A lista do ESFORÇO do povo é infindável num país que ainda tem a lata de dizer aos seus filhos pobres, a quem nunca deu nada, que "a Pátria não implora, ordena". Mas mesmo assim, o povo não se fez de vítima. Não se sentou sobre o seu heróico ESFORÇO e ficou a chorar sobre o leite derramado. O povo ergueu-se como pôde e com as ferramentas que dispunha e contribui todos os dias para a estabilidade social e a garantia da paz, mesmo com fome no prato. O povo tem conseguido perdoar a ausência da distribuição equitativa da riqueza nacional, o falhanço dos programas que consomem milhões e não garantem soluções definitivas, cada plano de desenvolvimento social que não tem em conta as suas necessidades quotidianas mais elementares e, por isso, não o inclui. A inovação tem sido o maior constrangimento da governação em Angola, desde 1975.

O Povo é uma GRANDE LIÇÃO de empreendedorismo, de fé, de trabalho árduo, de eficácia e de dignidade, pois há 45 anos que consegue garantir os mínimos olímpicos de sobrevivência e deixou de sonhar com a máxima "o mais importante é resolver os problemas do povo", promessa histórica nunca cumprida e, ao invés de se lamentar, agradece, todos os dias, pelas ínfimas conquistas, a exemplo de no século XXI ainda batermos palmas a cada chafariz construído com ESFORÇO e que deixa de funcionar em muito pouco tempo.

O povo deixou de sonhar com mais do que aquilo que são as suas reais capacidades e possibilidades. Ergue-se todos os dias e, por isso, nunca ouvimos da boca de nenhuma quitandeira, que carrega na cabeça uma bacia atulhada de fruta, um filho nas costas e uns pés doridos de tanto palmilhar a cidade que a sua vida é um ESFORÇO. Antes pelo contrário, ela é grata por poder dar jantar aos filhos (nas vezes que os fiscais não lhes roubam a bacia), poder dançar quando ouve música na zunga e sorrir com sorriso genuíno sempre que lhe compramos fruta e, muitas vezes, ainda tem a bondade de dar «esquebras».

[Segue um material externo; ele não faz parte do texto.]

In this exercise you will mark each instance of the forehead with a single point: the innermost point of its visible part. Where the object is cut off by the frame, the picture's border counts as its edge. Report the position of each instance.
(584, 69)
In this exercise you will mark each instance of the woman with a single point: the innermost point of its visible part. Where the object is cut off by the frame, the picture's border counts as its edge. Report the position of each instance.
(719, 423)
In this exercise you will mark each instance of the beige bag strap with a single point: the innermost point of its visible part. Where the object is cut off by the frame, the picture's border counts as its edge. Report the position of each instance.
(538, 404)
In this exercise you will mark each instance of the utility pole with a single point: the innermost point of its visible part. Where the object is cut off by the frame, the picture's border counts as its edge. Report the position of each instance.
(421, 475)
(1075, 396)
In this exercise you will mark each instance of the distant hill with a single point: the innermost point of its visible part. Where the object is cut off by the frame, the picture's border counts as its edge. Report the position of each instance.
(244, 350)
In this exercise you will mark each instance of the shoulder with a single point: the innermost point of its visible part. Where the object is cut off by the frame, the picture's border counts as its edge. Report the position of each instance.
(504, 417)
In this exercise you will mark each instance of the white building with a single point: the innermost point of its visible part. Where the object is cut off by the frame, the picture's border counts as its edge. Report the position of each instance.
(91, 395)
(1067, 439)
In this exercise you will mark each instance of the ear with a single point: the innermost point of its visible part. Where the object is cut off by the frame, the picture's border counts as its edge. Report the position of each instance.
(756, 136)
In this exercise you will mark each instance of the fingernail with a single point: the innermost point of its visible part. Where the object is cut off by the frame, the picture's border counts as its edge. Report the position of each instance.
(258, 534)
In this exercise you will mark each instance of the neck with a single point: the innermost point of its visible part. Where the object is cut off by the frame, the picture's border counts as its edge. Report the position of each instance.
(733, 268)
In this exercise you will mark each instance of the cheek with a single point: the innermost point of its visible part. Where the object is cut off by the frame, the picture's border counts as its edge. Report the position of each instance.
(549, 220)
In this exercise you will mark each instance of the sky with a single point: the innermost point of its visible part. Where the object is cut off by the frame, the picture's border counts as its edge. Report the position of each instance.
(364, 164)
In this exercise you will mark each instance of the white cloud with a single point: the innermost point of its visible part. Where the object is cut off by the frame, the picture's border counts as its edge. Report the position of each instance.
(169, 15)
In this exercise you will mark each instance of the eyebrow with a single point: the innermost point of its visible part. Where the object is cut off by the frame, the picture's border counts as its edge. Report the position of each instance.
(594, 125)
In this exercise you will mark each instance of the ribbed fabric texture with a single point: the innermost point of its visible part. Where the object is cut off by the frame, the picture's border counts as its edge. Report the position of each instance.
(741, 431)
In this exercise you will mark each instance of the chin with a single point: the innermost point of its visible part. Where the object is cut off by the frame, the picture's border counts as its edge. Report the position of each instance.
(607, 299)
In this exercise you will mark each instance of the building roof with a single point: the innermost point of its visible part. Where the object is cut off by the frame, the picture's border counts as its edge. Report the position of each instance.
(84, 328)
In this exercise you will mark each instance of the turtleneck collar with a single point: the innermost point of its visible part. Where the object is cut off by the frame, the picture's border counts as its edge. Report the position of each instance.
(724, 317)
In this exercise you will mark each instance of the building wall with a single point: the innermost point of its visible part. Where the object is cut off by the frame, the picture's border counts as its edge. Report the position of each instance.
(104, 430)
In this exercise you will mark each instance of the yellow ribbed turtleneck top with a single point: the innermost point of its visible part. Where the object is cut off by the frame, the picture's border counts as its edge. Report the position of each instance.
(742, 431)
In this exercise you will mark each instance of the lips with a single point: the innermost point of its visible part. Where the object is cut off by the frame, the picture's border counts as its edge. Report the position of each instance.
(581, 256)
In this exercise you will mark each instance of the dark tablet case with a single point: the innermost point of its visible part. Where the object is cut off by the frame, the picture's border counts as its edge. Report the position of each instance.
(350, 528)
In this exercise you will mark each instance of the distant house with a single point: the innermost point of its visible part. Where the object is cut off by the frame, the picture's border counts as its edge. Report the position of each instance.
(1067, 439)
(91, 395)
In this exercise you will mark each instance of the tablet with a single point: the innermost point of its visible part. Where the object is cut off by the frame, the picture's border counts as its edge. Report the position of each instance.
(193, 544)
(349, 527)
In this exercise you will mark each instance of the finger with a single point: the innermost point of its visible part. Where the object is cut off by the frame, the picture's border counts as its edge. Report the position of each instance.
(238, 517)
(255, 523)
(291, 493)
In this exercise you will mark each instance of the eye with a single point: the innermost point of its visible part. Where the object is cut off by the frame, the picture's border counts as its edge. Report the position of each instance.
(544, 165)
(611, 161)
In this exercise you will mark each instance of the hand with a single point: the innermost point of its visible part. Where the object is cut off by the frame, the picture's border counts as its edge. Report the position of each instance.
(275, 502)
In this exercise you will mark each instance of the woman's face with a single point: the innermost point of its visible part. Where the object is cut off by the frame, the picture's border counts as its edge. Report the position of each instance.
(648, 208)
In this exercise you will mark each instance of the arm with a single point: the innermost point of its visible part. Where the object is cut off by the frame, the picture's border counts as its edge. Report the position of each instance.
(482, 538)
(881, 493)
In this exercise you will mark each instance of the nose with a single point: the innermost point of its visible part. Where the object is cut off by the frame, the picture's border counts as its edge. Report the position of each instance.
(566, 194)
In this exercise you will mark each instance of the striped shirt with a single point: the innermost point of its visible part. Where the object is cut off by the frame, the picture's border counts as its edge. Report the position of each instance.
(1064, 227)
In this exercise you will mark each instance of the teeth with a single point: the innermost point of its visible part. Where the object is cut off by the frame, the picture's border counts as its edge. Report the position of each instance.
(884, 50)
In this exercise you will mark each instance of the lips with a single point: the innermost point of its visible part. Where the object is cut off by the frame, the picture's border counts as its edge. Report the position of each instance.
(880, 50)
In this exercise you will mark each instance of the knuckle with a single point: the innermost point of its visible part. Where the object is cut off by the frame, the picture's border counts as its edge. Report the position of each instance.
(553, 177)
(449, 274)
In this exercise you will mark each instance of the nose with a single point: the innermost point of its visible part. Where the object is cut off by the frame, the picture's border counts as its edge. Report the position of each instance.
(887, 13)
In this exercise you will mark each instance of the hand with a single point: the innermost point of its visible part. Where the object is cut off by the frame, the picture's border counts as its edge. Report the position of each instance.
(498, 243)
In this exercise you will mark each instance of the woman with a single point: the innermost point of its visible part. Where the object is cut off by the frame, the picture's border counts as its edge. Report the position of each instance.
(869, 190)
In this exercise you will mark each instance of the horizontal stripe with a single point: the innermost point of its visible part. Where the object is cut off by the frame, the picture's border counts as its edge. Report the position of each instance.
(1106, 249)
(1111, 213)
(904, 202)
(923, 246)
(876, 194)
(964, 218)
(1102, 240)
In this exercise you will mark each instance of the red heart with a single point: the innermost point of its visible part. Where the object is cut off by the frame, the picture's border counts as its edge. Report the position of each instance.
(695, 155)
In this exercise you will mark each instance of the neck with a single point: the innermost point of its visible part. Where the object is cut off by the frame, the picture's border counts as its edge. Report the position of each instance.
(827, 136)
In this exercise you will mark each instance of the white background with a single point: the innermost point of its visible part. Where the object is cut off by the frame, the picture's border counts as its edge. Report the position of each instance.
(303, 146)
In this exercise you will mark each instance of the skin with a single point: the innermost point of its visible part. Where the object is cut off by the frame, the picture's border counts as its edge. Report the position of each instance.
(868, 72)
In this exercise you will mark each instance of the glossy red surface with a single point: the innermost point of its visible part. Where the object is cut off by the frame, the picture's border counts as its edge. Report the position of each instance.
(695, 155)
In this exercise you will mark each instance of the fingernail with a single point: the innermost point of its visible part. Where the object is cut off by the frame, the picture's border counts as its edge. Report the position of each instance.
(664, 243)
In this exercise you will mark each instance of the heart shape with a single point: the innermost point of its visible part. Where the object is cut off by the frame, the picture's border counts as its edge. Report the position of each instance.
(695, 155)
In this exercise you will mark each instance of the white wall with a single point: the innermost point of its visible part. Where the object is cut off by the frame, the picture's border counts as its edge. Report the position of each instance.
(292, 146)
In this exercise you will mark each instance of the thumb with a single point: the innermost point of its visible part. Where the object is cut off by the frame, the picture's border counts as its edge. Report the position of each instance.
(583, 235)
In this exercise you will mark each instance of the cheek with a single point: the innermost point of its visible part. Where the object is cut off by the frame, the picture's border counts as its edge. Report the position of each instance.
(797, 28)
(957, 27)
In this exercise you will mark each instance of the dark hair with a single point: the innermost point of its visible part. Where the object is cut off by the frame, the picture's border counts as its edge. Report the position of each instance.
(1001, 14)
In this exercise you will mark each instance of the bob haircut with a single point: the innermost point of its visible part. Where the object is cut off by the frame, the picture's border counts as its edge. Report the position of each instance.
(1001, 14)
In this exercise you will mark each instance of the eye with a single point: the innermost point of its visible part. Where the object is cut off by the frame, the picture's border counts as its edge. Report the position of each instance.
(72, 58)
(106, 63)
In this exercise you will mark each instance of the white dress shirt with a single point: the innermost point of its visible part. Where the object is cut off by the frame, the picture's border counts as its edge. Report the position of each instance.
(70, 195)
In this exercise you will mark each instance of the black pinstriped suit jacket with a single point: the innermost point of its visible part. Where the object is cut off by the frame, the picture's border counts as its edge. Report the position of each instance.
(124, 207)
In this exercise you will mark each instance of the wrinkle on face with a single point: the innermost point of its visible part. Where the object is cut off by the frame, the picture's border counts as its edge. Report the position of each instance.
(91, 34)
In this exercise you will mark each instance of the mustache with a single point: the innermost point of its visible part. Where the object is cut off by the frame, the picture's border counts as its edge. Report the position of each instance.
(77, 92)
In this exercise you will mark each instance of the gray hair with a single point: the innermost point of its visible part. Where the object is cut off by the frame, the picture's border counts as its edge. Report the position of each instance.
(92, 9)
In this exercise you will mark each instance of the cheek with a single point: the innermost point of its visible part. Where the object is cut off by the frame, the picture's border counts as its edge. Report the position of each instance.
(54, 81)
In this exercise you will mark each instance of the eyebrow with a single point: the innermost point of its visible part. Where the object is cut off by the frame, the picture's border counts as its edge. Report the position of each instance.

E o exemplo das nossas quitandeiras devia ser o exemplo dirigente. Sorrir por produzir soluções definitivas, entregar a obra sem lamento, construir dignidade sem cobrar. A política é uma actividade voluntária e bem remunerada. O trabalho é feito em instalações refrigeradas, com segurança, comodidade e conforto. Com dezenas de secretárias, assessores, directores, que facilitam a vida dos governantes para poderem com mestria fazer o seu trabalho. No que tange ao ESFORÇO, ele não existe quando é feito com amor pelo próximo, porque a governação flui, quando a prioridade é o que tem que trazer conforto para os governados e quando o plano foi desenhado depois de se ouvirem as melhores vozes demonstrando, como dizia a minha avó Madalena Victória Pereira, que "a Humildade, mesmo em excesso, é como a água benta e nunca fez mal a ninguém".